Writing the land, with Jane Adams
Review, by Jeni Bell
What do you get if you put a load of writers together in a room on an atmospheric autumnal day?
Why, a successful nature writing workshop, of course!
Author Jane Adams led the latest Writing the Land workshop here in Shaftesbury and, honestly, I don’t think there could have been a better day for it. With low-lying mists settling in the Vale and the odd splatter of rain adorning the hips and haws in the hedgerow, we weren’t short of inspiration. And it wasn’t just outside that was inspiring; inside, over plentiful cups of tea and plates of biscuits, the ideas flowed. We looked at the work and writings of other well-known nature writers as Jane encouraged discussion around the idea of what nature writing actually is, what it means to us as individuals, and how we can incorporate it into our work. For some, nature writing may well be the traditional field guide approach or the observational diary; for others, it might be found in fiction, or more personalised pieces of prose. We were reassured that there is space for all of this around the table, that our voices and our experiences are important, and that this workshop was a safe space to try out a creative slant to writing about nature.

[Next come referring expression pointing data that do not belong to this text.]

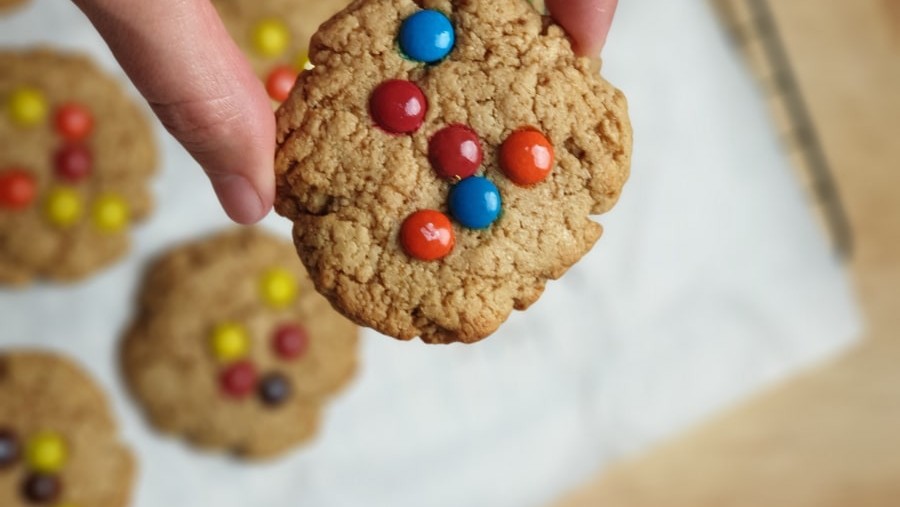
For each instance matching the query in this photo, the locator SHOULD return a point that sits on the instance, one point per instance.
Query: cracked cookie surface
(348, 185)
(233, 349)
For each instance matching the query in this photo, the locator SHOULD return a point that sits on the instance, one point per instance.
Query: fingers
(587, 22)
(183, 61)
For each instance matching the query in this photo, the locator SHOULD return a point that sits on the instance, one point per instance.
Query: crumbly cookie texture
(177, 358)
(66, 203)
(348, 186)
(55, 424)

Through discussions and readings, Jane was able to demonstrate one of the key features that makes nature writing (or any writing for that matter) stand out: the use of the senses. She asked us to think not just about what we see in nature, but what we might hear, or smell, or perhaps even taste – these are the things that will transport readers from the page to the place. Armed with these new ideas (and new notebooks and pencils kindly supplied by Jane), Jane took us on a short walk to Castle Hill, to take in the view, spend time with the trees, and put into practice these new writing tools we had been taught. We were encouraged not to overthink but to just jot down the things that caught our attention, to connect with the wildness of words by exploring our senses and our feelings towards them. How did it feel to see a lone crow on a branch? What memories were triggered by the feel of tree bark, or the scent of rain on leaf mulch?

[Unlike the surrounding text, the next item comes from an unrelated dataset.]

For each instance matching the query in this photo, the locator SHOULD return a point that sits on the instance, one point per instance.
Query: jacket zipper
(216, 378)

Back at the meeting house armed with ideas, and freshly filled mugs, we turned to the task of transforming those notes into a short piece of prose. Jane reassured us that it didn’t matter if it was messy or not quite finished, that actually, sometimes just the act of freewriting without editing ourselves as we go is an essential part of the process. Most participants shared their work at the end of the session; reading out the detailed, intricate, and at times incredibly moving words that they found throughout the session. It was truly fascinating to hear these pieces, all inspired by a visit to the same place but all so incredibly different – just proving that there is something in the field of nature writing for everyone.
This workshop asked us to think differently about what nature writing means to people. It was a safe, relaxed space to try out new approaches and techniques within our own writing. Jane was a brilliant tutor, encouraging, reassuring, and offering well-thought-out teachings and readings that sparked interesting conversations and led to some beautiful pieces of work being produced. What a way to spend a Saturday morning – surrounded by autumn mists and wild words.